Sunday, February 26, 2006

An Oath

THE THINGS I WILL NOT DO WHEN I DIRECT A SHAKESPEARE PRODUCTION, ON STAGE OR FILM

311. I will not set Macbeth in a post-apocalyptic future wasteland. Furthermore, under no circumstance will Banquo be a robot, alien, mutant, or any combination of the above

308. If Shakespeare had intended for any character to say, "YEEEEEEEEHAW!", it would have appeared in the text.

256. The Montague clan are not aliens.
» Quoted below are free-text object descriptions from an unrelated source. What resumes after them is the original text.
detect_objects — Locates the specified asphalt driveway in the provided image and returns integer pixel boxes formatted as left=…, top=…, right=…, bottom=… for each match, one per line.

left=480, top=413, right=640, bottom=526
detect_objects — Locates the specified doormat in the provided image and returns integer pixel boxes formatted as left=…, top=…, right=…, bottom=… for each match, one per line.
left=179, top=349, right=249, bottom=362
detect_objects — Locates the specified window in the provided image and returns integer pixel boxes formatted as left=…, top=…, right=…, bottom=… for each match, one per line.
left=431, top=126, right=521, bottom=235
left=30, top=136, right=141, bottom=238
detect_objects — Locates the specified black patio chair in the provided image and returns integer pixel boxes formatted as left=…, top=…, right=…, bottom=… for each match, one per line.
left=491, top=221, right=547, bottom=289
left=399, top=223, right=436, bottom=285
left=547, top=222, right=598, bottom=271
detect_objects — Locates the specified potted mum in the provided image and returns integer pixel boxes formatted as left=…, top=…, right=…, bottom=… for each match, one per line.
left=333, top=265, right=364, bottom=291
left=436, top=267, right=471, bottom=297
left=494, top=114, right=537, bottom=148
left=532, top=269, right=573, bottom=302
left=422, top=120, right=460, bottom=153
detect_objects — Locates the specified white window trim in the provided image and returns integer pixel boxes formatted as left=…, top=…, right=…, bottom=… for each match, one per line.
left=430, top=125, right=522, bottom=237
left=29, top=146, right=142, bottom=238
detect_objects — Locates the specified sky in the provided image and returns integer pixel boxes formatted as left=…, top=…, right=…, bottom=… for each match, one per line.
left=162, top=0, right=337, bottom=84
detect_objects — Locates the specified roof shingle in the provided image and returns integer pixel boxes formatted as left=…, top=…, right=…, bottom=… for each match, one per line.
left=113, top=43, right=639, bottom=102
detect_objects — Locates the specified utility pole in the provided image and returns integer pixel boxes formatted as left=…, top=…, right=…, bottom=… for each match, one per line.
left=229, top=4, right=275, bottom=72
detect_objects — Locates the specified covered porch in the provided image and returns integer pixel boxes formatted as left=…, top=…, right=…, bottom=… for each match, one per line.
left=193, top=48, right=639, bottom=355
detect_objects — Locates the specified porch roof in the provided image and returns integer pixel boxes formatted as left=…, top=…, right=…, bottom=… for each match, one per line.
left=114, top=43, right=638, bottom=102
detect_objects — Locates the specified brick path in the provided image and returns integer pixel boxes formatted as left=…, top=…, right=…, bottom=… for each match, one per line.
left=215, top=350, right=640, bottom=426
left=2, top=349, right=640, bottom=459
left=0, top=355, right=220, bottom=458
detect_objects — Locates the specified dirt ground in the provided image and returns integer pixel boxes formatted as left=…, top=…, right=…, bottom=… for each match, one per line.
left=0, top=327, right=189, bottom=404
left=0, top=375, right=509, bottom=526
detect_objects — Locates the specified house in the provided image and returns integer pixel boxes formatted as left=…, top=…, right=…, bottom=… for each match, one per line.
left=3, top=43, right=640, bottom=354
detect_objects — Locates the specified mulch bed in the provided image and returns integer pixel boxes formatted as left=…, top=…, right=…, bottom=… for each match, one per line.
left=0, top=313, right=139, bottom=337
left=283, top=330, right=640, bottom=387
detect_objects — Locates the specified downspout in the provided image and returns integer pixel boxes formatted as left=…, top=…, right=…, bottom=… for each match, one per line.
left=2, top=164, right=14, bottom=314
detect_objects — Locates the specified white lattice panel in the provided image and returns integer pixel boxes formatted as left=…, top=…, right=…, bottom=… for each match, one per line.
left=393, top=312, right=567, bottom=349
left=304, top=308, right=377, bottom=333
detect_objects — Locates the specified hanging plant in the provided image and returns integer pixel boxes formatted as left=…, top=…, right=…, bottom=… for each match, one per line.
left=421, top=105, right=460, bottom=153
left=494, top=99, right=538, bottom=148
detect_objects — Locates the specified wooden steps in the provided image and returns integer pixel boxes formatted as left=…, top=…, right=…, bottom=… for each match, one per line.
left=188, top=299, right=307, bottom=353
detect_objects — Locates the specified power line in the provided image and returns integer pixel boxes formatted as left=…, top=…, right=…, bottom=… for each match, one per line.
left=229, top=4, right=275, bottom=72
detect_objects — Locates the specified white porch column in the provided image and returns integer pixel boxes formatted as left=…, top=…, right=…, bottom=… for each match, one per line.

No, really, they're not.

233. I shall not give Thisbe cleavage by blowing up multi-coloured latex balloons and taping them under her dress; furthermore, during Thisbe's death scene, I shall not tape a safety pin to the end of Pyramus' sword and allow Thisbe to pop said balloons for comic relief as she tragically stabs herself

90. In a production of Cymbeline, Jupiter should not be played as some kind of bizarre winged thing on a high metal contraption with a magnifying glass for a face.

55. I will not allow the King's ghost in Hamlet to look like a hairy popsicle.

34. I will not require any actor to brush his teeth onstage. Especially if the production is supposed to be set in period.

26. I will not cut important scenes simply because I do not like them.

24. I will not show the earth opening up unless I have a very good reason for it.

19. I will not end Hamlet after "Good night, sweet prince."

1 Comments:

Blogger Encarna said...

...and I will buy tickets for such a production for sure. Whats the world coming to?